We define mean average precision at $K$ to be the mean of AP@ $K$ over all users.

Why MAR@ $K$ Is Not Very Useful

We can adapt the above formulas for a recall-oriented metric instead, by defining AR@ $K$ to be the average recall seen at $i$ , as $i$ ranges from 1 to $K$ . In this case, the formula becomes

\text{AR@K}_u = \frac{1}{TP_{\text{seen}}(K)_u}\sum_{i=1}^K\frac{TP_{\text{seen}}(i)_u}{\#P},

where $\#P$ is the total number of positives (i.e., the total number of relevant titles).

The first issue is that because recall depends more on the titles not recommended than on the titles recommended (i.e., it is dominated by the denominator if there are a lot of titles watched), the above equation is dominated by the final term in the sum. Thus, there is not really a lot of information gained over using just averaging recall at $K$ over all users:

The second issue with this metric is that the scale is no longer intuitive. To see this, consider the best possible case: where all $K$ recommended titles are relevant. Then we would have

\text{AR@K} = \frac{1}{K}\sum_{i=1}^K\frac{i}{\#P} = \frac{K+1}{2\cdot\#P},

which is not equal to 1 in general, and will be a very small number most of the time.

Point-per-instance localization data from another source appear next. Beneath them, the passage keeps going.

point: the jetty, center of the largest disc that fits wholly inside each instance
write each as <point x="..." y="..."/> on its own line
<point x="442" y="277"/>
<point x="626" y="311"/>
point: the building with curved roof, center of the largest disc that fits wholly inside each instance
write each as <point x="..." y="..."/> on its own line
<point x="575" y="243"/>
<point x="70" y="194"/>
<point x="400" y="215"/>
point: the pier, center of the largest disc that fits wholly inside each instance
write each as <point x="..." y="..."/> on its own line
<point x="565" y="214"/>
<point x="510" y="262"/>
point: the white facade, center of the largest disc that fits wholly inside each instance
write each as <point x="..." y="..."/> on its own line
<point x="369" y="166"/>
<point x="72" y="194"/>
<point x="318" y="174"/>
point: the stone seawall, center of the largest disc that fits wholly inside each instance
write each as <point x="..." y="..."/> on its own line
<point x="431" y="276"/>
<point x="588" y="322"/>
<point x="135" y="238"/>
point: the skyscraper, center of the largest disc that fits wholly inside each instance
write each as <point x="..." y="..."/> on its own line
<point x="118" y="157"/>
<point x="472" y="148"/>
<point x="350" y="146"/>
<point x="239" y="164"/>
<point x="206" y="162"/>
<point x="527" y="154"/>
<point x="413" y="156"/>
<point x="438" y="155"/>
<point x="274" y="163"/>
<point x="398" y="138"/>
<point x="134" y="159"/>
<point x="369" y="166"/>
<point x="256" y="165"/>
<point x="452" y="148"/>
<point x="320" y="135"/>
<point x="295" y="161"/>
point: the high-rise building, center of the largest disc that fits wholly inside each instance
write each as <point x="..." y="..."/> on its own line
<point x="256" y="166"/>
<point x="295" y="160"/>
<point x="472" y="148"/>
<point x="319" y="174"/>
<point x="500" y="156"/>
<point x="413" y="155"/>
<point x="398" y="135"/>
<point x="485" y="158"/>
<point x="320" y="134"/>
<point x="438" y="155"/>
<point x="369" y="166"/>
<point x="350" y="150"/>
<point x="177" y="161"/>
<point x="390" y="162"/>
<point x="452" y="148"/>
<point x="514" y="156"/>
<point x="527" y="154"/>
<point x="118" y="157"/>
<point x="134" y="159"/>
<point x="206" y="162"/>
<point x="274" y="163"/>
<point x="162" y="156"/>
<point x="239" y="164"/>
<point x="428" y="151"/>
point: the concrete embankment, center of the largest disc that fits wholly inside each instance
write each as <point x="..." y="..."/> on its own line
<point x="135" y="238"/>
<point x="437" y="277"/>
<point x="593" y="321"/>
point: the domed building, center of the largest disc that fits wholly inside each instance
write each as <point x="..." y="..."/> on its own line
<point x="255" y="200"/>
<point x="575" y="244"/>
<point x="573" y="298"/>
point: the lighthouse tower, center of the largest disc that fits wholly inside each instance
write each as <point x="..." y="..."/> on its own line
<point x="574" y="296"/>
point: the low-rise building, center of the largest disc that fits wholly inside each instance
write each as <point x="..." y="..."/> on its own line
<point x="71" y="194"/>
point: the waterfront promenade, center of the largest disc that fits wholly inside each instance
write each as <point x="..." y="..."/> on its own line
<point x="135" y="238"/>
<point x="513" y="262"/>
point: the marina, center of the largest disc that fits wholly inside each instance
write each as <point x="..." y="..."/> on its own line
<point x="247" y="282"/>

Expected Percentile Ranking

The Hu et al paper used expected percentile ranking as one of their main metrics for comparing recommender systems. It is easy enough to define. Let $\text{rank}(u,i)$ denote the percentile rank of title $i$ for user $u$ , i.e., the rank of the recommendation (in terms of relevance) divided by the number of titles recommended. Then

\mathbb{E}(\text{rank}) = \frac{\sum_{u,i}r_{u,i}^t\cdot \text{rank}(u,i)}{\sum_{u,i}r_{u,i}^t},

where $r^t$ denotes relevance calculated during the test period.

Thus, expected percentile rank can be thought of as a weighted average of percentile rank by consumption, so the range is $[0,1]$ and lower is better.

Why this tells a different story than precision

$\mathbb{E}(\text{rank})$ is a normalized weighted sum of rank by relevance. Thus, it is higher if we are omitting heavily viewed titles from our recommendations, even if precision is high. From this point of view, expected ranking can be thought of as a recall-oriented metric.

Empirical CDF of percentile ranking

The authors also look at the distribution of percentile rankings by plotting the CDF and comparing models. This seems fairly qualitative, unless we do AUC or something.